ANSA (CRO) – 15/01/2015 – 14.01.00
Il “foreign fighter”,uomo tra 20-30 anni bravo con tecnologia
Psicoanalista:a base scelta solitudine e mancanza progettualità
INTRODUZIONE: L’Ansa si interroga sulla personalità dei Foreign fighters. Risponde la psicoanalista Teresa Lorito, che ne rintraccia interessanti caratteristiche comuni e possibili matrici psicologiche. (Silvia Vessella)
Fragilità, difficoltà di appartenenza e di progettualità, senso di solitudine. Sono questi alcuni meccanismi che possono portare a diventare “foreign fighters”, combattenti stranieri che aderiscono all’islam radicale, secondo Teresa Lorito, psicoanalista della Spi (Società Psicoanalitica Italiana). “Tracciare un profilo del foreign fighters non sarebbe possibile, perché sono troppi i fattori di tipo individuale e di gruppo che entrano in campo – aggiunge l’esperta – tuttavia esistono caratteristiche comuni, che ci permettono di dire che si tratta prevalentemente di uomini, di età compresa tra i 20 e i 50 anni – ma la fascia d’età più importante e’ quella tra i 20 e i 30 – , molto bravi con la tecnologia e che in diversi casi sono stranieri di seconda o terza generazione.

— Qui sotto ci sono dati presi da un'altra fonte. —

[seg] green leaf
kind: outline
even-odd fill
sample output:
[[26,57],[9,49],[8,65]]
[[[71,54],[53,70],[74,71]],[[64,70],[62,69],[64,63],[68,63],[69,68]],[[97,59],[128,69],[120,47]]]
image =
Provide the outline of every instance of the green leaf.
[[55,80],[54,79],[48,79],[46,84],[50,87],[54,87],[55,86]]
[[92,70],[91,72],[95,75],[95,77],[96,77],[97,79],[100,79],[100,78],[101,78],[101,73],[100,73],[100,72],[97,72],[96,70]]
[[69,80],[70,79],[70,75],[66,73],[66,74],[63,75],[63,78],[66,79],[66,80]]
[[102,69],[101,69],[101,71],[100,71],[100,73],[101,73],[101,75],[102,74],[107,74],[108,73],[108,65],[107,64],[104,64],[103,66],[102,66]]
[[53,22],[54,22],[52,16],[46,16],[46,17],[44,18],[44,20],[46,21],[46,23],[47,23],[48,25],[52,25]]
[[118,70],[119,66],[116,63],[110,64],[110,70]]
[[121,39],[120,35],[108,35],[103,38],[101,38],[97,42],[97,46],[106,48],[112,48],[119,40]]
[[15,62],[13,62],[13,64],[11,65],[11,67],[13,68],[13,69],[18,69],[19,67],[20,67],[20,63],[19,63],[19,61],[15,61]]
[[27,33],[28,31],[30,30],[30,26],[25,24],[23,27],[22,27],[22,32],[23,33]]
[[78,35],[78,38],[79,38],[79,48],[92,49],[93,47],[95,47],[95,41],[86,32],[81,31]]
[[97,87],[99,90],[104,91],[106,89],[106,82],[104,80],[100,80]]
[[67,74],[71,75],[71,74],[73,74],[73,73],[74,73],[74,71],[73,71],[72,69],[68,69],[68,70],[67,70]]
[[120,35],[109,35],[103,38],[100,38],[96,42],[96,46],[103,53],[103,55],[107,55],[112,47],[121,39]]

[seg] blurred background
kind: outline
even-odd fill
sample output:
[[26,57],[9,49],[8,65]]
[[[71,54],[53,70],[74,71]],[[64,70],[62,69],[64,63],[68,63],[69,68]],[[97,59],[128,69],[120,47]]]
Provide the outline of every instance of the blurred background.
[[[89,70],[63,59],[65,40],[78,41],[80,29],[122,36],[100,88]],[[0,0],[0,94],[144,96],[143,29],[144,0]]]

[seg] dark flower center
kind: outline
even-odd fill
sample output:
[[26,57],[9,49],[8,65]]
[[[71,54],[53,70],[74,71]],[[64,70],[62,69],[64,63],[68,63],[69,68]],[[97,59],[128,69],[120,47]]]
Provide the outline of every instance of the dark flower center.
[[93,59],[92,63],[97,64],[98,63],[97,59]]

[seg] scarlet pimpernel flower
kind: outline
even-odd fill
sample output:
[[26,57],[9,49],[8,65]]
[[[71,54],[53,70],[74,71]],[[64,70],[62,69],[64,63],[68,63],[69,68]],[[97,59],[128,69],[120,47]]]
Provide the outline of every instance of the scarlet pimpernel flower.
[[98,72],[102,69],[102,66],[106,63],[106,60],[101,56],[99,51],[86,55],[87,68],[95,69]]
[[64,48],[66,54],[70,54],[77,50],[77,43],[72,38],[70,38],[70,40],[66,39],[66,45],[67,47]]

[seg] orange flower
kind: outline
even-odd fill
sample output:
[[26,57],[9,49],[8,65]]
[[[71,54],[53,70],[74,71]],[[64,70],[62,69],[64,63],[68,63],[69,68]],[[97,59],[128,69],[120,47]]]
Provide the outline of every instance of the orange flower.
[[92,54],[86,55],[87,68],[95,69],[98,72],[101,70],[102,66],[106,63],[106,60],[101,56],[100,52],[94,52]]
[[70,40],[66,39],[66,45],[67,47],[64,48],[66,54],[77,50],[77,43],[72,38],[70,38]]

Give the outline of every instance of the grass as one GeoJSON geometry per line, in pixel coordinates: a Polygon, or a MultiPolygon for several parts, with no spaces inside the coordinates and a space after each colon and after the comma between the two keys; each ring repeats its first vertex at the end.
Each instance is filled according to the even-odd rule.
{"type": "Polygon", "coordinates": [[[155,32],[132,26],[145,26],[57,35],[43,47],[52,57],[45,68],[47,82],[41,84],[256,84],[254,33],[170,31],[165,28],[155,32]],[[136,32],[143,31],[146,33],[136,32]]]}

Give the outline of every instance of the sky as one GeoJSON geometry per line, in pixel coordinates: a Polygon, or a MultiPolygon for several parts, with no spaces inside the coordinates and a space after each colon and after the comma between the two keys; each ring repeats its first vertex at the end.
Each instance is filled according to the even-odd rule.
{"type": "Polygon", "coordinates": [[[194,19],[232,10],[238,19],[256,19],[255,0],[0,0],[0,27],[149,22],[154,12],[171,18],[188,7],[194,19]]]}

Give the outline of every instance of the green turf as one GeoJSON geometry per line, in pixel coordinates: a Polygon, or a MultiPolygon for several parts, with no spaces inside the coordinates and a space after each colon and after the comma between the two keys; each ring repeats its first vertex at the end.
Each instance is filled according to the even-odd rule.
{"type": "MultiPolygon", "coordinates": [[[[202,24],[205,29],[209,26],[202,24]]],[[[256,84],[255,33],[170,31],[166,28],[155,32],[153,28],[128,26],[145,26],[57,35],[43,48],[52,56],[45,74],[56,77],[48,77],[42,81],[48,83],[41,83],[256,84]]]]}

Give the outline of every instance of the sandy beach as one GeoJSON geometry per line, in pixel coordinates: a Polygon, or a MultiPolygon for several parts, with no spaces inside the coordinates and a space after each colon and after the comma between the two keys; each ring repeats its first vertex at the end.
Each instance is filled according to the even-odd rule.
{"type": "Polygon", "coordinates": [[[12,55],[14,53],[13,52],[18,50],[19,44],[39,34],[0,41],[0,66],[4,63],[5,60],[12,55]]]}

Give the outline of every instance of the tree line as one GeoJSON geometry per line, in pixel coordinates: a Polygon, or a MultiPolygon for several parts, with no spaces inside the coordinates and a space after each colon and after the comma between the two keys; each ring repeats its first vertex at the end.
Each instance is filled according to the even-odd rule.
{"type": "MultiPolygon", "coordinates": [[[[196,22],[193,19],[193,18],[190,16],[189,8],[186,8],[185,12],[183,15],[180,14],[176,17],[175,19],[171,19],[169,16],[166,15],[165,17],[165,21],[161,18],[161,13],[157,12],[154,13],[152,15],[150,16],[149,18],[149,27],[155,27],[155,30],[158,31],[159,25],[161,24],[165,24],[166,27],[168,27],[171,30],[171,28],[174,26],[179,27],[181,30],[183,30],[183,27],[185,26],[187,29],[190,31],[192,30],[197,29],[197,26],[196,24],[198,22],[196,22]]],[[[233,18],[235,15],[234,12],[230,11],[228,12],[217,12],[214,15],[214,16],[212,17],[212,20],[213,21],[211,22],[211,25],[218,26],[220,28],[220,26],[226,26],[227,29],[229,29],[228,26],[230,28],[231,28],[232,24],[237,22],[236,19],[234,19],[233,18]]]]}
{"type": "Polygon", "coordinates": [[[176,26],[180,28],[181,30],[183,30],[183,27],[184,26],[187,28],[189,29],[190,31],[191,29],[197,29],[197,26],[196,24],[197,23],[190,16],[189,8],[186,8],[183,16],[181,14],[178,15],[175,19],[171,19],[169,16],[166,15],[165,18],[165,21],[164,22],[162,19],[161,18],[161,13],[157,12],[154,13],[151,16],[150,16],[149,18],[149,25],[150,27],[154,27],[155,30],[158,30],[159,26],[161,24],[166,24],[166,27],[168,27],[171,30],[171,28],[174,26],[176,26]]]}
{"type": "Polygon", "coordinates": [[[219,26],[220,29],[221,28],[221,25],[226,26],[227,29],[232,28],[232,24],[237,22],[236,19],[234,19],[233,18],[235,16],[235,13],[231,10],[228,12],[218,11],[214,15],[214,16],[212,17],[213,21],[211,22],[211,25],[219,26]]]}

Sono stati i loro nonni o genitori a incontrare difficoltà che li hanno costretti ad emigrare dal Paese di origine, tuttavia queste persone, per effetto di una trasmissione fra le generazioni, sentono su di loro il peso delle difficoltà affrontate dai propri cari. Odiano l’Occidente, da cui si sentono trattati male, non accettati e che quindi per questo deve pagare”. “Il fatto che i foreign fighters siano prevalentemente uomini non deve sorprendere – spiega Lorito – nell’islam la donna e’ velata, sta a casa, e’ dedita al maschio e alla famiglia : nella percezione di noi occidentali ciò dovrebbe farla soffrire ma non e’ detto sia così. Colei che si converte all’islam può trovare in questa scelta una stabilizzazione del proprio ruolo, risolvere un problema identitario e di difficoltà a confrontarsi con famiglia, lavoro e altro”. “Accanto alla religiosità, che porta con se’ la jihad e la promessa di un aldilà meraviglioso , non va trascurato per i ‘foreign fighters’ neppure lo sviluppo di un percorso cosiddetto di disumanizzazione – conclude l’esperta- si toglie la caratteristica di persone alle vittime, ma anche a se stessi, quindi si uccide e ci si fa a propria volta ammazzare”.